Dom Giordano’s Liberal Take On Conservative Talk Radio

How the 1210 WPHT host has been capturing the political hearts of Philadelphians for years—whether they agree with him or not.

It’s 9:15 and I’m on the Schuylkill Expressway, just like every weekday morning. My radio is tuned to WPHT, 1210 AM. Normally I’m an NPR girl, but WHYY has the BBC Newshour on from nine to 10, and frankly, I can’t work up much interest in Bhutan. Nor do sports-radio windbags appeal; do any ladies listen to Angelo Cataldi who aren’t paid to? But Talk Radio 1210 has Dom Giordano. And even though he and I disagree on just about every topic under the sun, I keep finding myself tuning into him.

It’s the week before the election, three days after Hurricane Sandy, and here’s what Dom is hammering: Why is Governor Christie cozying up to Obama? What about those four dead Americans in Benghazi? Why is the President suddenly so concerned with rich people whose Shore houses have washed away?

Callers materialize out of his pool of thousands of daily listeners, to agree and disagree with him. Sam from Ventnor: “I’ve been working since I was 13. I’m sick and tired of bailing people out.” Linda from Clayton: “I’m tired of the liberal intolerance!” And Rosetta from Northeast Philly: “You should be fund-raising for hurricane victims,” she tells Dom, “instead of stirring up strife and being so hateful.”

“Just because there’s a hurricane,” Dom counters, “I’m supposed to stop talking politics?”

“God is in charge,” Rosetta says serenely. “He will reveal all.”

“Well, do you think He’ll reveal it before the election?” Dom demands, and I laugh out loud.

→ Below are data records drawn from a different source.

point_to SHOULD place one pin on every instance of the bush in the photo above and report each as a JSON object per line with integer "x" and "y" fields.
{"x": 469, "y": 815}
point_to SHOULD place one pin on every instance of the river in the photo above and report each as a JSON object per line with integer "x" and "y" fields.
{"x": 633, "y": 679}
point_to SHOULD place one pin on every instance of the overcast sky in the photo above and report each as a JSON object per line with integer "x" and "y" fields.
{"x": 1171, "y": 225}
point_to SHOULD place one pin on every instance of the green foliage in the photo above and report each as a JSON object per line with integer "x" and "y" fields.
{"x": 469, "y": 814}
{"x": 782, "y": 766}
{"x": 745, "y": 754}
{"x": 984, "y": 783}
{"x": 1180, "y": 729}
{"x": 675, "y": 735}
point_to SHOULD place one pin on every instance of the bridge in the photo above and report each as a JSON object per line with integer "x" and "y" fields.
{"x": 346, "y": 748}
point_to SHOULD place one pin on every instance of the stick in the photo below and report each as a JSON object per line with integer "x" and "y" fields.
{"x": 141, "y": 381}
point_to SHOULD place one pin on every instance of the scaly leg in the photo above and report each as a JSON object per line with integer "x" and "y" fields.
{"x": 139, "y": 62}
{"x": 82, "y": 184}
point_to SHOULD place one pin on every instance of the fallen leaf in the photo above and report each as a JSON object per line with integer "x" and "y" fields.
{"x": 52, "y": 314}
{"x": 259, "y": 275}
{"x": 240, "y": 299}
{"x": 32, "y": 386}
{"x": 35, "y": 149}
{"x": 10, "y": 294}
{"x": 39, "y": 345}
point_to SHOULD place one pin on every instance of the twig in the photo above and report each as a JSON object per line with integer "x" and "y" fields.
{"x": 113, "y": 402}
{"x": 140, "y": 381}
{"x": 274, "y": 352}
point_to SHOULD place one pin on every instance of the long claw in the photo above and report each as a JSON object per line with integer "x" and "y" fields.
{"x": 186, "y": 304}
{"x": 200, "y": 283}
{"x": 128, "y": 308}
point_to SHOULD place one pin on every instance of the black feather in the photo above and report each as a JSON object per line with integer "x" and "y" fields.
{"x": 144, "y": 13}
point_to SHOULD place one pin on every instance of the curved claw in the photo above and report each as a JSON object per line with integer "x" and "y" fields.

But when I reach the Center City garage where I park, I switch the station back to NPR. I don’t want the nice African immigrants who work there to know I listen to a guy who once described Obama as “a petty-thug Chicago politician,” and U.N. election overseers as “characters from the bar scene in Star Wars.” Whatever Dom Giordano appeals to in me, I don’t think it’s my better self.

 

This is what I know about Dom from listening to his show: He has a wife named Roe—for Rosemary—and a son named D.J. He used to be a teacher. He writes a column for the Daily News. Once a month he broadcasts from Harrisburg, with Governor Tom Corbett. Mitt Romney wasn’t his first choice for the Republican presidential nomination. He misses Joey Vento. He’s disappointed in Mayor Nutter and despises Joe Biden. He adores Samantha Pawlucy, a.k.a. Romney T-Shirt Girl, and Archbishop Chaput. He has solar panels on his home, thanks to one of his advertisers, that have cut his monthly PECO bill to nothing.

Here’s the thing, though: Just when you think you have Dom pinned down—red-meat Republican, hard-line Catholic—he’ll surprise you. He’s pro-contraception. He thinks some abortions should be legal. He admires James Carville and Ed Rendell. In fact, his belief system is so scattershot that after listening to him for months, I’ve come to think he’s putting it on—picking and choosing his stands to deliberately provoke. How else do you explain a guy who decries political correctness and yet raises holy hell when Pawlucy’s teacher teases her about a damned t-shirt?

But if he’s phony, he has to be crazy to think he can get away with it. Because Dom isn’t just a voice on the radio. He goes on vacation with his listeners—on cruises to Hawaii and Alaska. He throws parties for them, like his “Feast of the Seven Fishes” bash at Christmas, and shows up at events like the big Romney rally in Bucks County just before Election Day. If he’s putting his audience on—if he doesn’t believe what he says—his house of cards is bound to crash. Each day as I listen, I wait for the flub, the slip-up, the blunder—I, and all the liberals who call in and try to catch him out.

They never do.

I ask my friend Buzz Bissinger about Dom. Buzz hosts a show for WPHT, too—the weekday-afternoon slot from three to seven. “I like Dom,” Buzz tells me. “I’ve never seen anyone who works harder than he does. He’s always at the station. And he gets very good guests.”

I ask if he thinks Dom’s sincere. “My sense is that he’s very sincere,” Buzz says. “You can tell by his voice.” That’s the trouble, though: Dom’s voice is all I’ve got, and it isn’t enough. I need to see him. So when I hear about a rally he’s hosting in Ardmore—“We’ll be giving away a thousand Romney-Ryan lawn signs!”—I decide to stop by.